Como descendientes directos del mestizaje estaría
bueno comenzar a comprender que nuestra historia es mera fatalidad -una
relatada con tramposa nostalgia-, y que gracias a ello nos hemos
identificado con los vencidos, no con los vencedores, siendo nuestro
pueblo producto de ambos. Decimos que llegaron los españoles y “nos
conquistaron”. ¿Por qué nos llamamos solo conquistados si también somos
conquistadores? ¿Acaso no debemos prácticamente nuestro “look” y
cultura al acto globalizador de Colón? Por eso escribo y lees en
español, y por eso nos llamamos Carlos, Rodrigo, Fernando y nos
apellidamos Rodríguez, Hernández o Pérez.
El “mejicles”,
el “barrio”, el “carnal”, no es más que la clara demostración de una
individualidad fraternalmente atormentada. Hemos hecho de la tragedia
una broma; nos burlamos de nosotros mismos, de la muerte; señalamos con
humor negro cualquier corrupción o acto de injusticia, aceptamos el
destino con resignación y seguimos adelante con la desesperanza y enojo
al mínimo cuando aceptamos que “no hay de otra” o que “hay que seguir
chingándole”. Nos gusta hacer pero que no nos hagan, y la agarramos
contra el extranjero cuando viene y hace en nuestro país lo que no puede
en el suyo, pero ni chiflamos cuando deja su lana al turistear. Le
cantamos las mañanitas a la Virgen y le encargamos milagritos a
infinidad de santos, solo “pa’ asegurar que las cosas sucedan como Dios
manda”. He ahí la cosa muchachos: si nos va bien es producto del
esfuerzo propio y la ayuda del cielo y los ángeles; si se nos nubla de a
feo, es pura mala suerte, o la mala fe del vecino.
He
leído antes que somos un pueblo infantil. Esto es casi cierto, al menos
para el que esto escribe. El infante tiende al egocentrismo, al
jugueteo permanente y a la posesividad. Un niño no es libre, no es
independiente. Cuando repetimos el “¡Viva!” después de la letanía que
nuestros gobernantes berrean cada 16 de septiembre, lo hacemos como
hipnotizados por una pasión nacionalista que podría comparar con el amor
del fanático por el futbol. Ahí está la vibra, cierto, pero un fan del
fut no necesariamente juega el deporte, así como un gritón que festeja
a la patria en su cumpleaños no es necesariamente un ciudadano
ejemplar, digamos hmmm… en el sentido ético del término.
Pero
esta colección de formas de ser es solo una mancha en el enorme espejo
en el que diariamente el mexicano ensaya su diario reflejo.

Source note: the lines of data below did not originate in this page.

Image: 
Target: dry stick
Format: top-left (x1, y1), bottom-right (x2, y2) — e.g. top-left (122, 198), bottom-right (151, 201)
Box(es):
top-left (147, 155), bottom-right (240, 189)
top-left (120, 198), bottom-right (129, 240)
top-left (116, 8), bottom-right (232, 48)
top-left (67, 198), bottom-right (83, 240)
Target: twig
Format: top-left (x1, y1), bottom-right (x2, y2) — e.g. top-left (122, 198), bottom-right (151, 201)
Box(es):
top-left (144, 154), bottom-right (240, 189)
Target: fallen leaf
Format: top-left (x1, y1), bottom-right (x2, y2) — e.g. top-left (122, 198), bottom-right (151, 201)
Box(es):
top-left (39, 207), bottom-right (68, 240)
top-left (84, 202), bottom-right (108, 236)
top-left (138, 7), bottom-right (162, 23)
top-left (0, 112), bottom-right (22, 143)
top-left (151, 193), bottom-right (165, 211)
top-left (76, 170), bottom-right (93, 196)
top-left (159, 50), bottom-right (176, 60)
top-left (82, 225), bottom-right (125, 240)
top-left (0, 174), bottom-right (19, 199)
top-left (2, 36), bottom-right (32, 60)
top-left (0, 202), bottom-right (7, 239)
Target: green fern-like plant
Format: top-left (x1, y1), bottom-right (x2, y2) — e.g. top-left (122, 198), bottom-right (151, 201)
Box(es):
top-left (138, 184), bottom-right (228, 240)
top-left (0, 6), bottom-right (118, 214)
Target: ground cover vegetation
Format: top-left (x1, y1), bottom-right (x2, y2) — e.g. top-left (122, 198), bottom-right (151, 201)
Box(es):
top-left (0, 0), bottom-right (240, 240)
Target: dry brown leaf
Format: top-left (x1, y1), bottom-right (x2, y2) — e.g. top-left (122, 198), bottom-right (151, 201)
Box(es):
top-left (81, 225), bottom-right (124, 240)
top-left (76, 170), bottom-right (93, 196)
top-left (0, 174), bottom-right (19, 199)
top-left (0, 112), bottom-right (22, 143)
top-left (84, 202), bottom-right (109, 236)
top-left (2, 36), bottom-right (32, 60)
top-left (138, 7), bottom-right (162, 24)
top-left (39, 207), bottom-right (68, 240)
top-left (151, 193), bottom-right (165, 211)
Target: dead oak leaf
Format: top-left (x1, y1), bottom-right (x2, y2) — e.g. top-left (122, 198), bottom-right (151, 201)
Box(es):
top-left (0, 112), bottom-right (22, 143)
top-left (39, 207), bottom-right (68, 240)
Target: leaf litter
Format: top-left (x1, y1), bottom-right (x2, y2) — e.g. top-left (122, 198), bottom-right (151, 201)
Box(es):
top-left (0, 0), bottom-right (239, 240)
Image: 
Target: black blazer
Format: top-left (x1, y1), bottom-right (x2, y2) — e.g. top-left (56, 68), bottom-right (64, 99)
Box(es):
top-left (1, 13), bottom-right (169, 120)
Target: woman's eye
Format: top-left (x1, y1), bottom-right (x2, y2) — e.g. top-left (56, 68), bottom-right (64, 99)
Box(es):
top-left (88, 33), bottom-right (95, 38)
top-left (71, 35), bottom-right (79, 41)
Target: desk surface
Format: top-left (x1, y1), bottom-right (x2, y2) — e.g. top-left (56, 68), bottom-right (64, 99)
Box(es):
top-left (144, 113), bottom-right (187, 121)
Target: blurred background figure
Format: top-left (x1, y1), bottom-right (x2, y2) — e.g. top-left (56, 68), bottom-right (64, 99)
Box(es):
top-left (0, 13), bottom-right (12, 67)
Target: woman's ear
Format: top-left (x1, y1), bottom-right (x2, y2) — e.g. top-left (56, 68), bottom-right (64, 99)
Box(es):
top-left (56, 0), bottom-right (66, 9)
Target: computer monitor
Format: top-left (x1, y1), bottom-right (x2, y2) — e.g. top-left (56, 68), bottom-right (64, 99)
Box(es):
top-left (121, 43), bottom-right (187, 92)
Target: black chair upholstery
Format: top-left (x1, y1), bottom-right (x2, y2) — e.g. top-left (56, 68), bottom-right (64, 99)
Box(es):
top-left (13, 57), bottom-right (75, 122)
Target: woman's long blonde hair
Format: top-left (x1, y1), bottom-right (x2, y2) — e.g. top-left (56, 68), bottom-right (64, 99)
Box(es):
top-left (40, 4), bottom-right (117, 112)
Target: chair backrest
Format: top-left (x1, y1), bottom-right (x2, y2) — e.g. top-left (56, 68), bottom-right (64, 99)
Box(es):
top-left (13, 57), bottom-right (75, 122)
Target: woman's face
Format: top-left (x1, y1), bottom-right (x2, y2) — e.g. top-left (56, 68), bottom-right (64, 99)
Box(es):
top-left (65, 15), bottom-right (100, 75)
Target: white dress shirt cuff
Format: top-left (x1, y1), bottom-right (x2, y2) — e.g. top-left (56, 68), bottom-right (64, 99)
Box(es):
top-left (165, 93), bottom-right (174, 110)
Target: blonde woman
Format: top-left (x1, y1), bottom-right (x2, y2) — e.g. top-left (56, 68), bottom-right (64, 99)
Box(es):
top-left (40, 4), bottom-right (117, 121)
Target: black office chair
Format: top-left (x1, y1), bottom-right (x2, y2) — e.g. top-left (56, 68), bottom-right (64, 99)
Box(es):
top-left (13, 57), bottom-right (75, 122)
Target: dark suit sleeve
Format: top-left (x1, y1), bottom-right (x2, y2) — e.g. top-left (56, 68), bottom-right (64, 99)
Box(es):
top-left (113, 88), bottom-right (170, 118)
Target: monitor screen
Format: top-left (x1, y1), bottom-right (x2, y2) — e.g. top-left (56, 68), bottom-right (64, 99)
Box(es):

Porque no
somos una imagen, o un color, sino todo el espectro alrededor, y si de
algo podemos presumir es de poseer “galleta” para reinventarnos. Hay
considerable raza que lo cree y ahora trabaja por algo mejor. Estamos
aprendiendo a vernos como verdaderos carnales y no solo a llamarnos así
entre extraños. Cada vez somos más los que cantamos Las Golondrinas a
la idea una identidad nacional definida a partir de un estereotipo o
modelo mental. Hay que cantarlas, no cabe duda. Esta rola es el
soundtrack de todos y cada uno de los proyectos en marcha que apuestan
por la energía renovable, el reciclaje, la participación de todos en la
política, la repartición igualitaria del baro, la no discriminación, la
justicia, y la puesta en marcha de una consciencia colectiva bien
afinada en todas nuestras acciones y decisiones como pueblo.
Estoy orgulloso de ser mexicano. Veo más allá de todos nuestros traumas y lastres a 29.7 millones de jóvenes
que tienen la oportunidad de generar un cambio real en las formas de
ser y pertenecer a México. Es la cuarta parte de la población nacional
la que se ubica en la zona de penal para meter el gol decisivo. Son
jóvenes y mexicanos los que se encuentran rearmando el rompecabezas
social y cultural, demostrando su poder como agentes de cambio político,
económico y ambiental, con propuestas viables y originales que sirven
de ejemplo e inspiración a todos los que nos hemos acostumbrado a
rendirle tributo al “ahí se va”. Son ellos la raza que ahora saca su
banderita cada 16 de septiembre para demostrar que la independencia no
debe ser más la kermesse de un hecho histórico á lá cómic, sino una convicción personal; un estado de la mente, con tequila y güaco integrado. Son ellos a los que el maese Cantinflas diría: “¿no que no, chatos?”